Liqid Composable Infrastructure
Engineers at my stage in their career cut their teeth in the cloud era. I've been building software, academically and professionally, for about eight years now, and yet I've never done anything that remotely resembles racking a server machine to host an application. And even without doing so, I've built data ingestion pipelines, web apps, and mobile games among other things.
With such a bias towards thinking of software purely in cloud terms, one may forget the importance of enterprise data centers. Even as of 2020, only an estimated 20% of enterprise workloads were running in public clouds. The same report estimated that by 2023 that number may reach 40%, still leaving a majority in private clouds.1
Moving to the cloud has proven to be generally advantageous, but still carries a few of the following risks and costs:
Switching or migration costs in the form of engineering staff and time
Security implications inherent in distributed IT architecture
Total cost of ownership (TCO) can be higher if poorly executed
Take the second concern, for example. There are two main reasons that cloud-based IT architectures increase security concerns over legacy, on-premises architectures.
Individual SaaS apps store corporate data and are not colocated, generally speaking. Eg: Salesforce stores your data in AWS, while Marketo stores it in Azure.
Workforce distribution requires perimeter-less service access, which is more complicated to administer.

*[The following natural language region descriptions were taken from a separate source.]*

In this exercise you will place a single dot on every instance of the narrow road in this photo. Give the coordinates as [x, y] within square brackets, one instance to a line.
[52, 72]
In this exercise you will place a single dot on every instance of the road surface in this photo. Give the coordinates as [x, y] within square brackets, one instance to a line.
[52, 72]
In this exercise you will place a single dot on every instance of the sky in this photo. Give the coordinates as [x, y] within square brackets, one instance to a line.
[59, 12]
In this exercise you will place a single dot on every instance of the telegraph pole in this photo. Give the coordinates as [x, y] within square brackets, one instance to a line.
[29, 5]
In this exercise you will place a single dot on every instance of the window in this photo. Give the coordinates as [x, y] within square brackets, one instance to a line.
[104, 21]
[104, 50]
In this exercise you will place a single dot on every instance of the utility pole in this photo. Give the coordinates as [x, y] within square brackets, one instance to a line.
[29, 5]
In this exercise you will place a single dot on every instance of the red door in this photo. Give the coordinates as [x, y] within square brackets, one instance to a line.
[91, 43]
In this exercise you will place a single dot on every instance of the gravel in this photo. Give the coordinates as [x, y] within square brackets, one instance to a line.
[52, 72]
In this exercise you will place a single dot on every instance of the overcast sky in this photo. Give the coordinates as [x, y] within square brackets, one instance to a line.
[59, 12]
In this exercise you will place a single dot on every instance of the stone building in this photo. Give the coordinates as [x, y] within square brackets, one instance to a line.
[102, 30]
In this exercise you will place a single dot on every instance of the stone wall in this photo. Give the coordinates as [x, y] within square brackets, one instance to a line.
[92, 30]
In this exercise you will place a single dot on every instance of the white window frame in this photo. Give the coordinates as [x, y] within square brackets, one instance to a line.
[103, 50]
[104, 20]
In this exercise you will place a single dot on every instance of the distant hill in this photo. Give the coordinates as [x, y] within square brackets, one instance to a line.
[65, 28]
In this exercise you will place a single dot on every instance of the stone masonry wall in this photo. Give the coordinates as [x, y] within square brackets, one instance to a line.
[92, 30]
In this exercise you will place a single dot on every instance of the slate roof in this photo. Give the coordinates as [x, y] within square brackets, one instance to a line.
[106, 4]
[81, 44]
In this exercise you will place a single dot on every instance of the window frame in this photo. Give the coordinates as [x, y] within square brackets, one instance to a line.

So we've established that many corporations still run their workloads in private data centers, and that for a few reasons this will not change overnight. Enterprises with fixed investment in these data centers thus have every reason to squeeze as much out of them as possible. They want to run these data centers with the efficiency and flexibility that are found in public clouds.
Liqid Composable Infrastructure
I had the opportunity last month to sit down with Bryan Schramm, one of the founders of Liqid. Liqid builds a software platform that enables composable infrastructure. Composable infrastructure brings the power and efficiency of cloud computing to the private data center. The beauty of the cloud is that you can get exactly the types of machines you need, when you need them and pay for nothing else.
With composable infrastructure, one thinks of their private data center as pools of independently scalable computing resources. You have a pool of X CPU's, a pool of Y storage drives, and a pool of Z networking switches. You can then combine resources from these pools to create server machines on the fly.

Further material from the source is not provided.